City Council is planning to meet in January to discuss the implications of the vote, the future of the project and other options related to city energy policy. Many project opponents are hoping the vote signaled the end of any city involvement with the project. Others note that since the vote was not legally binding, the city is within its rights to continue pursuing a hydropower station, which would increase existing municipal diversions from Castle and Maroon creeks to generate electricity. Others still, even some who voted “no” on the ballot question, want to see the city hit the pause button and re-evaluate the project, and potentially revive it later once outstanding community concerns have been addressed.

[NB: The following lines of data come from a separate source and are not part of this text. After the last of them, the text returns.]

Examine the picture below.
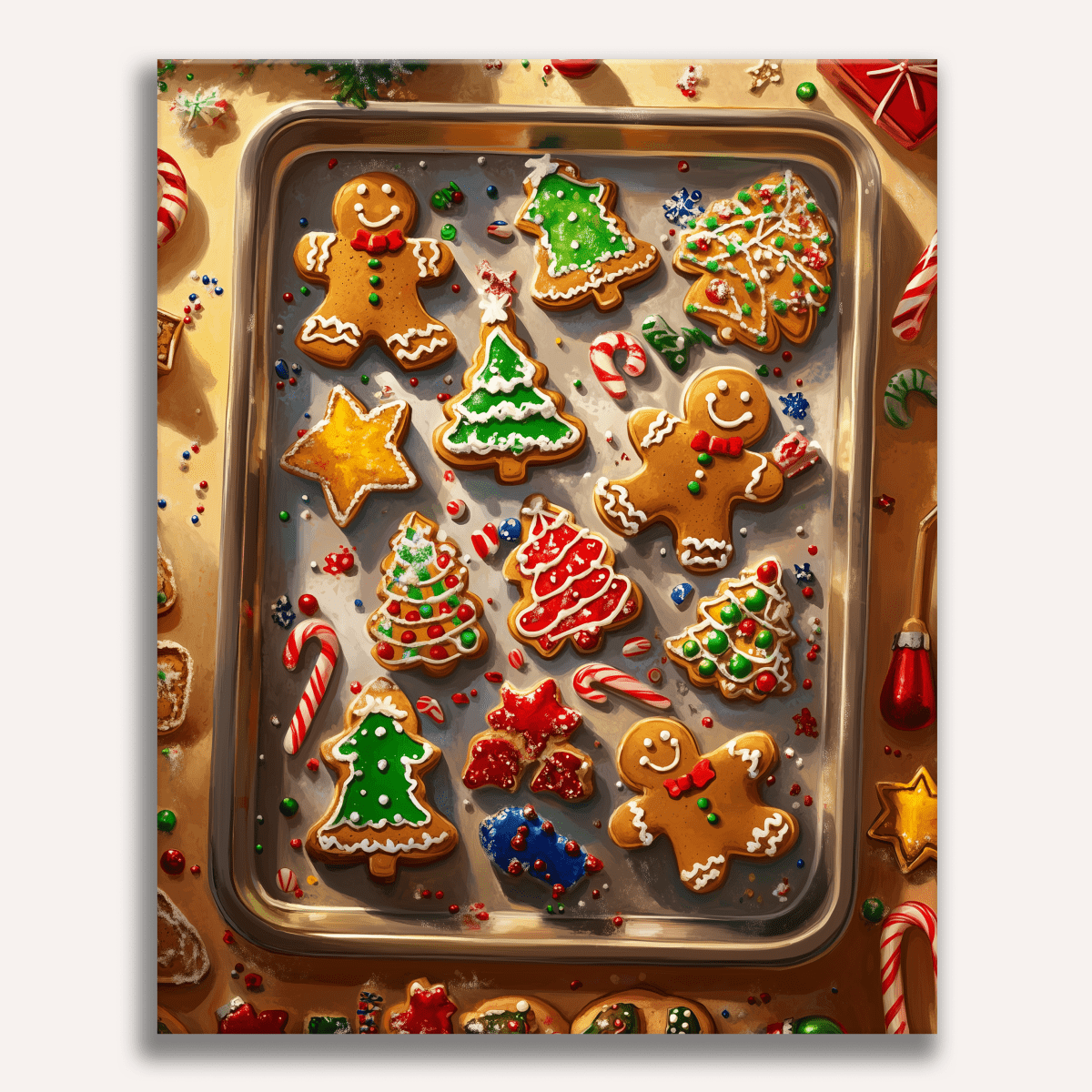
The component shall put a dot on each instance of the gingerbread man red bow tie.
(698, 778)
(718, 445)
(377, 244)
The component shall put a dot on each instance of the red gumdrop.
(909, 698)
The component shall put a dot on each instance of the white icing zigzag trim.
(661, 427)
(620, 496)
(343, 330)
(688, 874)
(642, 827)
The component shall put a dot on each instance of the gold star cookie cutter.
(909, 819)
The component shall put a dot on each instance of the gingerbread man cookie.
(696, 469)
(708, 805)
(371, 270)
(583, 250)
(763, 260)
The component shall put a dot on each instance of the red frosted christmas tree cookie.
(429, 620)
(743, 638)
(530, 726)
(571, 589)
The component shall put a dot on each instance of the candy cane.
(602, 356)
(909, 315)
(317, 683)
(606, 675)
(901, 918)
(173, 197)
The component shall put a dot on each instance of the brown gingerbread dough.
(371, 268)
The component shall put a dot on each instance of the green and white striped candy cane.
(899, 387)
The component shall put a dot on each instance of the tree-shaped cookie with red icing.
(372, 268)
(742, 642)
(571, 589)
(583, 250)
(763, 262)
(708, 805)
(429, 1011)
(697, 468)
(530, 726)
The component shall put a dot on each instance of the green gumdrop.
(731, 615)
(740, 666)
(754, 600)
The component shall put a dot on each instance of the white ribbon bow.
(905, 69)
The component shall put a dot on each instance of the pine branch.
(354, 81)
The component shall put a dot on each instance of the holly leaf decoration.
(354, 81)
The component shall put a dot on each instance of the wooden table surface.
(844, 982)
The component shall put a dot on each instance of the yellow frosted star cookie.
(354, 451)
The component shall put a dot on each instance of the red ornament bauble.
(574, 70)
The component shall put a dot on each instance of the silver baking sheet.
(285, 176)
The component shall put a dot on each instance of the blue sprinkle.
(682, 592)
(796, 405)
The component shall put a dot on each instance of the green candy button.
(740, 666)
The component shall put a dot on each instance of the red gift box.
(899, 96)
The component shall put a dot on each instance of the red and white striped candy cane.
(602, 356)
(317, 683)
(605, 675)
(173, 197)
(901, 918)
(910, 314)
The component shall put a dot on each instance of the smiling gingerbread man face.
(371, 270)
(708, 805)
(696, 469)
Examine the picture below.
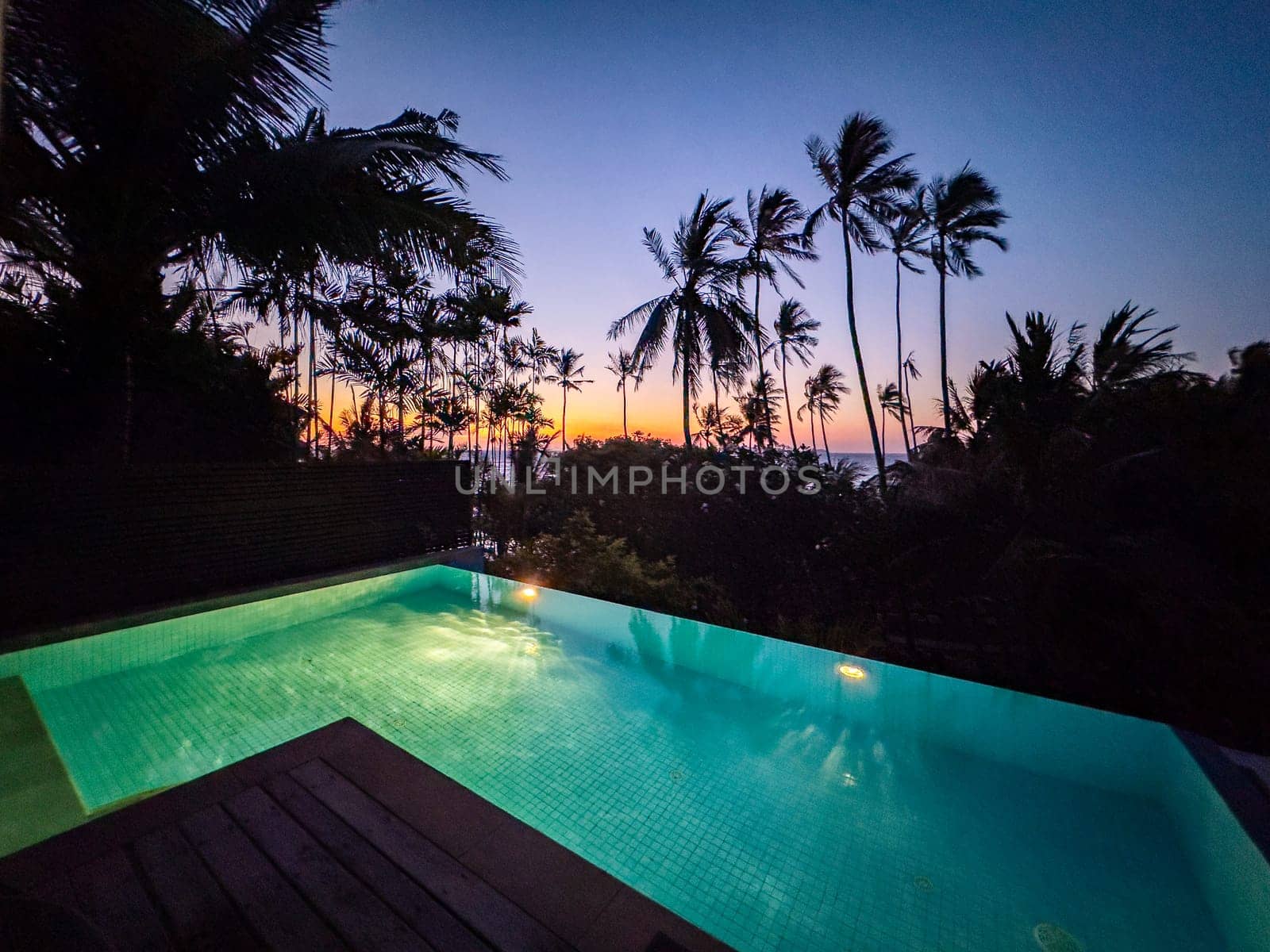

One thing is certain: When the city went to market with $5.5 million in general obligation bonds in 2008, following the affirmative vote approving the debt in 2007, it committed itself to a total repayment cost of $9.52 million through 2035. The bonds carry interest rates of between 1.9 percent and 4.85 percent, depending on when they are scheduled to mature, city finance director Don Taylor said. This means the annual debt service on the bonds costs the city between $350,000 and $360,000 a year, he said.
While it has since been paying the debt service on those bonds out of water department funds, by mid-decade the city had planned to start paying the bonds back directly with revenue generated by the hydro plant, Taylor said.
It’s likely, Taylor noted, that water rates would have to be increased at some point to cover the bond repayments if revenue from the hydro plant never materializes. The city evaluates its water rates every two years, and recently increased rates to bring them in line with the actual cost of service.
Through 2012, the city has paid $1.47 million toward the hydro bonds, Taylor said. It makes an interest payment semi-annually, and pays down the principal once a year, he said.
About $7 million has been spent on various components of the project, including a 4,000-foot-long penstock that also works as an emergency drainline for the city’s Thomas Reservoir; the city also already purchased the proposed plant’s turbine. The total budget to complete the project, initially estimated at $6.2 million in 2007, has grown to $10.5 million.